Auditor general to review ‘nation building’ fund



    The Cayman Islands Auditor General’s office said Tuesday it plans to review $7.1 million in spending by the ruling government during the past two budget years for ‘nation 
building’ initiatives.  

    The Caymanian Compass has reported those initiatives included $4.1 million given to local churches for various construction and facilities improvement, community programmes and enhancements to church buildings’ capacity as hurricane shelters.  

    Other spending from the nation building fund included $750,000 to redevelop the Pines Retirement Home, $55,000 to refurbish an unidentified private museum, and an undisclosed amount spent on a ‘Premier’s Shield’ award for the senior local spelling bee. In addition, some $380,000 had been spent on a young nation builder’s programme for the benefit of 20 students studying a variety of subjects including music, flight training, human resources, accounts and business and 
criminal justice.  

    “I would anticipate the whole nation building fund is an area that we’ll look at,” Acting Auditor General Garnet Harrison said Tuesday. “[The review] would include the churches and the other funds that were given.”  

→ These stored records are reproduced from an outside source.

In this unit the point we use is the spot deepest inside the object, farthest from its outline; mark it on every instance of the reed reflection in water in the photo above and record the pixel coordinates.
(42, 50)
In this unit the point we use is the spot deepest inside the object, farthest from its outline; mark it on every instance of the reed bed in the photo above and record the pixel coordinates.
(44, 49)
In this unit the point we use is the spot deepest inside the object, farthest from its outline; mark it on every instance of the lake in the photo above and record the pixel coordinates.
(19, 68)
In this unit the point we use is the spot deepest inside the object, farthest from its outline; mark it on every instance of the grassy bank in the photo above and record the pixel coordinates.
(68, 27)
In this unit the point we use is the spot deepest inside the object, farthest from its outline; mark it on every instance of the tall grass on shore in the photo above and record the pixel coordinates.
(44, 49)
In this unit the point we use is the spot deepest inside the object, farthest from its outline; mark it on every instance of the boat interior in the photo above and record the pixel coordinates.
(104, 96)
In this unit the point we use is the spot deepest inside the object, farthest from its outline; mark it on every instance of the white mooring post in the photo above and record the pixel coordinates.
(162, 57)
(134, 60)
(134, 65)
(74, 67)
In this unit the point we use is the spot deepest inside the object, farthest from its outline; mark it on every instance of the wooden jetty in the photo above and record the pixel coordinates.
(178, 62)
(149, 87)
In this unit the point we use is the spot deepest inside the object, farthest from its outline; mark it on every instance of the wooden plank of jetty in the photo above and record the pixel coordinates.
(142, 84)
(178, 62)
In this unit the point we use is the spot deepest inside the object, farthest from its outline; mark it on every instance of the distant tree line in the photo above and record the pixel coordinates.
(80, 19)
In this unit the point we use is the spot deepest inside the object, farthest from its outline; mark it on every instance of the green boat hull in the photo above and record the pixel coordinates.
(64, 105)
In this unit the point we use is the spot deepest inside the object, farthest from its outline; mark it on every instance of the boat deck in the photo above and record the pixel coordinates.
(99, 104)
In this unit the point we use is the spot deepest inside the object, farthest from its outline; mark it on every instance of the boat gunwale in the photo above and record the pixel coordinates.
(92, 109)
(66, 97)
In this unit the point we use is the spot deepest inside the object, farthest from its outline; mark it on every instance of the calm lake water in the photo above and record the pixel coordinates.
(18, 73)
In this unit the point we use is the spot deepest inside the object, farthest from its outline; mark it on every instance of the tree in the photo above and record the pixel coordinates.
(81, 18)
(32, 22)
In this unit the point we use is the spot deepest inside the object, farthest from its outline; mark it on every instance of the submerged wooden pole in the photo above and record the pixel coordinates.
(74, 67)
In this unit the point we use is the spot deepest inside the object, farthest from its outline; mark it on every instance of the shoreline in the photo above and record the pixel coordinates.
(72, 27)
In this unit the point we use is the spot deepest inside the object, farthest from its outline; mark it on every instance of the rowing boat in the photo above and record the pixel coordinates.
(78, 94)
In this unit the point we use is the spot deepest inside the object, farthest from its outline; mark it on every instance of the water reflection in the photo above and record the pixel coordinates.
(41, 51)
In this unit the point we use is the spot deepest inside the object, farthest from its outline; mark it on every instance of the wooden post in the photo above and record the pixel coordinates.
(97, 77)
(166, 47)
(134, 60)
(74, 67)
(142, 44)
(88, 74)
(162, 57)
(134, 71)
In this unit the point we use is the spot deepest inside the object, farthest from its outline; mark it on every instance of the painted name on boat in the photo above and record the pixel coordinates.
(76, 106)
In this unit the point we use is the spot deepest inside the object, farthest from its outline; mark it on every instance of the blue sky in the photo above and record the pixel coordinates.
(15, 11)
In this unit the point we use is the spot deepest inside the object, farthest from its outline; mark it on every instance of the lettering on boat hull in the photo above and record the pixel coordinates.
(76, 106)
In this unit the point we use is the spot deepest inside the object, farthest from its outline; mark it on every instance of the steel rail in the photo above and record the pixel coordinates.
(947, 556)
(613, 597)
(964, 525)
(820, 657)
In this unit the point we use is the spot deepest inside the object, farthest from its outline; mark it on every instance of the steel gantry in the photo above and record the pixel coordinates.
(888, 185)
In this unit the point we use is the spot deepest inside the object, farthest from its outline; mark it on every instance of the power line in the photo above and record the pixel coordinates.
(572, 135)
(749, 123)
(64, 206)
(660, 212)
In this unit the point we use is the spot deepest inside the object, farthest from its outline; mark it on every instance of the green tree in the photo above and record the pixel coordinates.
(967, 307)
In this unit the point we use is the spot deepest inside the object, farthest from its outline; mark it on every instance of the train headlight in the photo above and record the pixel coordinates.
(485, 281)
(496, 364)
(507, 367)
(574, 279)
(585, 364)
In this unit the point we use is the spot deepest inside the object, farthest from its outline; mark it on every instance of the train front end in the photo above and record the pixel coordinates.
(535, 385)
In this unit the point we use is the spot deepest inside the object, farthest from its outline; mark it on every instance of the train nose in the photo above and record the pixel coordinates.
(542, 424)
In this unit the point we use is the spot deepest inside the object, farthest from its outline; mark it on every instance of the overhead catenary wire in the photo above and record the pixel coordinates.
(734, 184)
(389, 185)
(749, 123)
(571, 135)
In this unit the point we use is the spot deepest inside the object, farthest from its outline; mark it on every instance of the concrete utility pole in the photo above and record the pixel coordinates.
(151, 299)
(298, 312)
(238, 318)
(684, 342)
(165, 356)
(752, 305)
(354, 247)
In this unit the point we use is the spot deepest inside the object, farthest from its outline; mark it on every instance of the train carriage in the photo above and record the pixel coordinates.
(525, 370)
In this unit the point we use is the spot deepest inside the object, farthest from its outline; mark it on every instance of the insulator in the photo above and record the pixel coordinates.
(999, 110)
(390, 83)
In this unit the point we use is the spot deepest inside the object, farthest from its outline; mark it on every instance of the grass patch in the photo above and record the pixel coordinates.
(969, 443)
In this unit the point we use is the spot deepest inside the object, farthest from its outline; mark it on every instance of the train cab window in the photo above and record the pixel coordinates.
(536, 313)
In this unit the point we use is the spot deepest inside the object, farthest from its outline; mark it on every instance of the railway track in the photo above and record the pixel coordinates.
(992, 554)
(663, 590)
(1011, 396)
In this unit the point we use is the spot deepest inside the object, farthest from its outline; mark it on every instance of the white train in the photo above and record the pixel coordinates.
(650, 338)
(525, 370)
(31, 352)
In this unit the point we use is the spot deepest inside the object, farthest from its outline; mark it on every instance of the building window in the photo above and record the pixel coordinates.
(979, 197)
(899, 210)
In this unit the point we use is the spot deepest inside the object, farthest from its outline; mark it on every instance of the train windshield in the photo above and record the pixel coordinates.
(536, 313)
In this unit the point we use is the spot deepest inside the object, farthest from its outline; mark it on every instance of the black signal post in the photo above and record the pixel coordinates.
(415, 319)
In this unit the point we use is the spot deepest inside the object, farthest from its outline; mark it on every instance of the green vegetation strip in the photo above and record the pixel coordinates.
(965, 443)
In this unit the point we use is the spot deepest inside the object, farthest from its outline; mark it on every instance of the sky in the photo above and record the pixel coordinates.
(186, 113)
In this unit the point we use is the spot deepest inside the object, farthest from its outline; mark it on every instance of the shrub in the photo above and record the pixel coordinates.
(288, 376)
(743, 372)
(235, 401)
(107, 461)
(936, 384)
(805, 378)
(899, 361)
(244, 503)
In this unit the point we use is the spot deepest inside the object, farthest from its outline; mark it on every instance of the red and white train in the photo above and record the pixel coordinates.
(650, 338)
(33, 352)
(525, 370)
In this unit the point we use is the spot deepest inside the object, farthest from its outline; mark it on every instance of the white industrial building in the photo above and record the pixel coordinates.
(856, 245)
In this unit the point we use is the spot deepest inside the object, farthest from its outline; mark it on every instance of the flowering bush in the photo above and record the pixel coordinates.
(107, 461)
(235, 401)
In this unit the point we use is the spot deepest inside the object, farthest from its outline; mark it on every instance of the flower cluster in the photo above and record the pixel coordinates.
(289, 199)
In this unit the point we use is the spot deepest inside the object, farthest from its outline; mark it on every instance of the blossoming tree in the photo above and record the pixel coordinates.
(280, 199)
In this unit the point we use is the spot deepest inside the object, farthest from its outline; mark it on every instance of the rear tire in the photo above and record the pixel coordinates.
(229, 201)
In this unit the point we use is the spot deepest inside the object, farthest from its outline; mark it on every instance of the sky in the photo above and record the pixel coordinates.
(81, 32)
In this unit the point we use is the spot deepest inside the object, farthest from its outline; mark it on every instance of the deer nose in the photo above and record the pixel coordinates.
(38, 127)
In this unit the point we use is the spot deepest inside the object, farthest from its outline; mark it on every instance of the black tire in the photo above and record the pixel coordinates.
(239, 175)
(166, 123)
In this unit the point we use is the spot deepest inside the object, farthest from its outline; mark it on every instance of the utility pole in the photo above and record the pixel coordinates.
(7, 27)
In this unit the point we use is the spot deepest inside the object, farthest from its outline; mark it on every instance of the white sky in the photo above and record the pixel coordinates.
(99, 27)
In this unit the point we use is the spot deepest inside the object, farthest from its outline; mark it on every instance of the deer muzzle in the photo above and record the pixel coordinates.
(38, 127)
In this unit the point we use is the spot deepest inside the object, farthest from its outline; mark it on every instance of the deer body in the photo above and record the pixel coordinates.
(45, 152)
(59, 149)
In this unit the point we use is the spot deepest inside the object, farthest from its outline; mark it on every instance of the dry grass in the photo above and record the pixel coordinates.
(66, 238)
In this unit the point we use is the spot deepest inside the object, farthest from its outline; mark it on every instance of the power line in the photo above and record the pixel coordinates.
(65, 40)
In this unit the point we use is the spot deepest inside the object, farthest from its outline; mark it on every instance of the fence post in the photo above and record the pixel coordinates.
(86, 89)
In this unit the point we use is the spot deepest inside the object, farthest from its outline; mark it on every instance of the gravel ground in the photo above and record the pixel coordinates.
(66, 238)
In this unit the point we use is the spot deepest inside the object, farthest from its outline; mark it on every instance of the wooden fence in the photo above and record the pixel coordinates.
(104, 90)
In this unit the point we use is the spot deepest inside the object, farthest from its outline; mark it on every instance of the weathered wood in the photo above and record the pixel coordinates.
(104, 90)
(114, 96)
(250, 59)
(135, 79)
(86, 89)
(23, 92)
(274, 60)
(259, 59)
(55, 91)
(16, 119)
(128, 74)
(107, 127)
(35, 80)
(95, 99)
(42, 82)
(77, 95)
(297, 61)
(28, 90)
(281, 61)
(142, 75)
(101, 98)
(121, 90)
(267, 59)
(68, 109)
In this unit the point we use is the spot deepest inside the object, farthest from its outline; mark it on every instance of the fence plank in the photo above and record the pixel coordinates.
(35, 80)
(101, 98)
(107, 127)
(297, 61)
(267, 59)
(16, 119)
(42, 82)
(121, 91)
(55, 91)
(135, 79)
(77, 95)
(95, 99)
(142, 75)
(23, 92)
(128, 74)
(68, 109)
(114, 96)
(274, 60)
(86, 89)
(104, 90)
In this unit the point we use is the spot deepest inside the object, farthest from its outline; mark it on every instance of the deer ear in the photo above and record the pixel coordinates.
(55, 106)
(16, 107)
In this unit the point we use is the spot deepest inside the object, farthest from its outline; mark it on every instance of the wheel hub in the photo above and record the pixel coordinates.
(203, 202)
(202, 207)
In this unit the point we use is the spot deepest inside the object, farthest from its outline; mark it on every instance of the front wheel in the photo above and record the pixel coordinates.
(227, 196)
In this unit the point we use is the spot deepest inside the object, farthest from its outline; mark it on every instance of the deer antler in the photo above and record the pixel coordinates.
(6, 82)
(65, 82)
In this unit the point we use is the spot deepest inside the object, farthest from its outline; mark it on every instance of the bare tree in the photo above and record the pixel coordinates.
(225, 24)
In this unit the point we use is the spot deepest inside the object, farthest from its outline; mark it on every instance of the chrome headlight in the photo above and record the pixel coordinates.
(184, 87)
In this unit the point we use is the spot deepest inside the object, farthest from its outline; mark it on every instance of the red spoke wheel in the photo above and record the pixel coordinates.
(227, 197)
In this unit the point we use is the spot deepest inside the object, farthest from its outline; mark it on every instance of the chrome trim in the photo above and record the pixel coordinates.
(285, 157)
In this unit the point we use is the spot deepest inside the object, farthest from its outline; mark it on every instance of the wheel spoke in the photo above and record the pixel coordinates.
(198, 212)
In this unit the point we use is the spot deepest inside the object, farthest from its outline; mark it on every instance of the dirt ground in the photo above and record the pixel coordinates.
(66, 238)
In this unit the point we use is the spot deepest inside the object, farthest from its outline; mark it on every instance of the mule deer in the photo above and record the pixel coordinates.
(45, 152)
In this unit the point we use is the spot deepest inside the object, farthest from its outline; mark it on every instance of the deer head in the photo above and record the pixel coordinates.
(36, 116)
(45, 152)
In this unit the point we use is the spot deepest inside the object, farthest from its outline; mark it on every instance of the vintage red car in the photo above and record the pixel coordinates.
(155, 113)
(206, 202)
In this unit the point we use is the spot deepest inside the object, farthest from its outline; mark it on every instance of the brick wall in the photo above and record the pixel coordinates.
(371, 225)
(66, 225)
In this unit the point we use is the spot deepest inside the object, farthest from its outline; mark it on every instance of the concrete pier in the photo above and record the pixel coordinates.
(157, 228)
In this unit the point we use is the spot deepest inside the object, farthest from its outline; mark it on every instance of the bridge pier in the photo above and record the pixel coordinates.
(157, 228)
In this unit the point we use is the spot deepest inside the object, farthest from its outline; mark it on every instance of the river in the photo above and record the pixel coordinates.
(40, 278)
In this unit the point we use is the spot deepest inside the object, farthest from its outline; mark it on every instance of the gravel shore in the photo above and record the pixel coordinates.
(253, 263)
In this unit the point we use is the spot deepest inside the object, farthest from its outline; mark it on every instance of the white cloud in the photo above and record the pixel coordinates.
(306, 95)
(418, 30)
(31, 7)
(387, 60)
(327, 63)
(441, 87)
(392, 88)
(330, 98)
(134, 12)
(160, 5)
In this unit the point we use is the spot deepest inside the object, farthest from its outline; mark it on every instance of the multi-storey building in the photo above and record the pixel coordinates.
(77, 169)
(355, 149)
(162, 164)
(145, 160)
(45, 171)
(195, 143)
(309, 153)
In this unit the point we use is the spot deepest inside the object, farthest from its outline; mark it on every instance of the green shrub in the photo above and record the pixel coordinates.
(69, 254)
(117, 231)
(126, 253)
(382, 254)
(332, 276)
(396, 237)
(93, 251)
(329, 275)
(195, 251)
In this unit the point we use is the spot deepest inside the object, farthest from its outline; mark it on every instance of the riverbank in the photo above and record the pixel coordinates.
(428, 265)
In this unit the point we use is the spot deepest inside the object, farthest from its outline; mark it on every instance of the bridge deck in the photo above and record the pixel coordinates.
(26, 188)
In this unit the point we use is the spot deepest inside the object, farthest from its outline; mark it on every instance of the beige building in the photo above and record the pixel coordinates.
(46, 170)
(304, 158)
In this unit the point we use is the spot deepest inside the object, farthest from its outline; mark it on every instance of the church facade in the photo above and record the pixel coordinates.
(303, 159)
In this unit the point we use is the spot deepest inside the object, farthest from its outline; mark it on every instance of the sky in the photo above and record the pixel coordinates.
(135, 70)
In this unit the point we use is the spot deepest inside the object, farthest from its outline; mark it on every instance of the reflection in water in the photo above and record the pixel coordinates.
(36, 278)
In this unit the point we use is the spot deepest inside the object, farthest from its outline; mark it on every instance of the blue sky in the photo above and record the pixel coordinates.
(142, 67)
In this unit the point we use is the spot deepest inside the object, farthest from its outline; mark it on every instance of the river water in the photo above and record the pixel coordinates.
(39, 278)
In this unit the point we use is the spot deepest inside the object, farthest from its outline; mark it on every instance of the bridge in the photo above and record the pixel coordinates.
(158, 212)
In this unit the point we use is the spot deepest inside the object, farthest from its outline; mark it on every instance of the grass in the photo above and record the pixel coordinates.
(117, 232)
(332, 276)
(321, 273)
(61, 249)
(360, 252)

    Mr. Harrison said no start date had been set for the review since the auditor’s office had several other projects it was working on and was limited by available resources as are all government departments.  

    “It’s one we would like to get to this year,” Mr. Harrison said.  

    It was unclear whether the review would be performed as a straight ‘value-for money’ audit or a more informal public interest report by the auditor general. Typically, government auditors will issue public interest reports on any significant matters that come to their attention during the course of an audit or otherwise.  

    Premier McKeeva Bush announced that government’s spending on the ‘nation building fund’ during the past two budget years in the Legislative Assembly last week. 

    “To date, we have provided grants of approximately $4.1 million to about 19 churches,” Mr. Bush said, adding that enhancing the churches’ hurricane shelter capabilities, improving community programmes and outreach to young people represented good value for money in Cayman.  

    Mr. Bush did not specify which churches had received the money during the 3 August speech to the Legislative Assembly.  

    Spending revealed  

    Freedom of Information requests made for the specific breakdown of ‘nation building fund’ spending actually identified 18 churches, one outreach ministry program and also the Cayman Islands Ministers Association which had received some cash from the fund between July 2009 and June of this year.  

    According to the government records, about $2.2 million went to six churches in West Bay, a little more than $1 million went to two churches in the Bodden Town and Frank Sound area, about $765,000 went to 10 churches in George Town, and an additional $125,000 was paid to a church outreach ministry.  

    The Cayman Islands Minister’s Association received $30,000 
from the fund.  

    The five churches which received the majority of the government funding over the course of two budget years were the Wesleyan Holiness Church in West Bay ($1.3 million), the Church of God, Bodden Town ($1 million), The Chapel Church of God, West Bay ($350,000), the Seventh-day Adventist Church in West Bay ($275,000), and the All Nation United Pentecostal Church in George Town ($175,000).  

    The funds given to those five churches represents about three-quarters of the $4.16 million given out from the fund over the past two years.  

    According to records, some of the cash was used for land purchases, other funds are for assisting in building or reconstruction efforts and others were simply defined as ‘grants’.  

    Last week, Mr. Bush urged lawmakers to consider “beyond the short-term gains they may make by seeking to heap ridicule on our nation-building efforts”.  

    “Be mindful of where we have come from, and where we might end up, if we’re not careful,” Mr. Bush said. 


    The Wesleyan Holiness Church in West Bay has received $1.3 million from government during the past two budget years. – Photo: Brent Fuller


    1. Be careful becuase the deeper you dig into a rotten piece of fruit, the more rot you will find. Anything that the cowboy has had his hands in smells of rot instantly. And be careful Mr. Auditor General because if you say too much, you will be catching the next flight back to England. There seems to be a pattern developing.I wonder what it is.

    2. Big Mac’s home church Weslyan received the largest amount of money a whopping 1.3 million dollars!

      Bodden town 1 million? Why is it that there are larger churches in George town only receiving 750,000!

      Nothing wrong with helpint the elderly BUT over half of the country’s money went to West Bayers?!

    3. I thought the Auditor General answers to the Governor alone. If so how can Big Mac influence the Governor to get rid of the Auditor General that we really need so much in this critical hour. This would make us really look down on the good governor if he does not provide the kind of job protection for the Auditor General that is so badly needed. He should have a body guard too! I’m sure he’s not one of the big spenders favorite people and the Governor needs to make sure he is well protected so he can do his job properly.